Conduite à tenir dans la conduite du traitement en cas de TMD

  1. Suspendre le traitement ;
  2. Surveiller les paramètres biologiques toutes les 2 semaines ;
  3. Les règles d’adaptation de la posologie recommandées sont les suivantes :
    1. Si la toxicité observée persiste au-delà de 16 semaines après la dernière perfusion, le traitement par Lutathera®doit être arrêté définitivement.
    2. Si la toxicité observée se résout dans les 16 semaines qui suivent la dernière perfusion, il est possible de continuer le traitement en perfusant (3,7 GBq) (concession posologique de 50 %).
  • Si la demi-dose est bien tolérée (c.-à-d. que la TMD ne réapparaît pas), la ou les administrations suivantes du traitement peuvent être poursuivies avec la dose complète (c.-à-d. 7,4 GBq).
  • Si la toxicité réapparaît après le traitement avec une demi-dose, le traitement par Lutathera®doit être

Conclusion

Ce qu’il faut savoir mettre en œuvre absolument pour la RIV des TNE c’est la multidisciplinarité, nourrie quotidiennement de la collaboration entre médecins spécialistes et non spécialistes de médecine nucléaire et formalisée par la participation aux RCP.
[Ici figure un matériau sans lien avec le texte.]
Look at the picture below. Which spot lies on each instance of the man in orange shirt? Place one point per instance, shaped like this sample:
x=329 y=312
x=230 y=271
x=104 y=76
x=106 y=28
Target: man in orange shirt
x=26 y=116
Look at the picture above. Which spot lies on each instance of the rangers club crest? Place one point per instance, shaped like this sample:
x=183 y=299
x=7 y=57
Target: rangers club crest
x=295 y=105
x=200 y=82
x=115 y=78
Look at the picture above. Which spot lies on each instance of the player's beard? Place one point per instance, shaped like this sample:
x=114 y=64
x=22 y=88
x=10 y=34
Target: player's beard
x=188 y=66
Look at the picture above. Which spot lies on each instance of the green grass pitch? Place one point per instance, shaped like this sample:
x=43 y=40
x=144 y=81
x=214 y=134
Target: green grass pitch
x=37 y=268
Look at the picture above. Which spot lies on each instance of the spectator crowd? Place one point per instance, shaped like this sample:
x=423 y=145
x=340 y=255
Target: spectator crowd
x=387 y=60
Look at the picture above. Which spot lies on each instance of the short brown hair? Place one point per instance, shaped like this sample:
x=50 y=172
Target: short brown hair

Plus spécifiquement, à l’attention des médecins nucléaires, la RIV induit obligatoirement une inflexion clinique de la formation et de la pratique.

Références

  1. https://www.asn.fr/l-asn-informe/publications/rapports-de-l-asn/la-surete-nucleaire-et-la-radioprotection-en-france-en-20213
  2. https://www.snmmi.org/AboutSNMMI/Content.aspx?ItemNumber=29883
  3. Strosberg J, El-Haddad G, Wolin E, et al. N Engl J Med 2017 ; 376 : 125-35.
  4. https://www.snfge.org/content/11-neoplasies-neuroendocrines-nne-digestives#ancre6487
  5. https://www.youtube.com/watch?v=6E-35zFrtyk
  6. Strosberg JR, Al-Toubah T, Pell E, Smith J, Haider M, Hutcchinson T, et Risk of Bowel Obstruction in Patients with Mesenteric or Peritoneal Disease Receiving Peptide Receptor Radionuclide Therapy J Nucl Med 2021; 62:69–72 DOI: 10.2967/jnumed.120.242875
  7. https://www.ema.europa.eu/en/documents/product-information/lutathera-epar-product-information_en.pdf
  8. https://www.ema.europa.eu/en/medicines/human/orphan-designations/eu307523

Take home messages

La radiothérapie peptidique est une nouvelle classe thérapeutique. C’est une pratique multidisciplinaire.

L’évaluation du bénéfice repose sur la mise en évidence en imagerie de l’expression de la cible et sur l’évaluation de la pente de progression.

La toxicité limitante est principalement hématologique.

L’évaluation de la radioprotection est un élément clef de la mise en œuvre de ce traitement.

Le nouveau régime compassionnel permet d’étendre le 177LuDOTATATE à d’autres TNE et d’autres pathologies.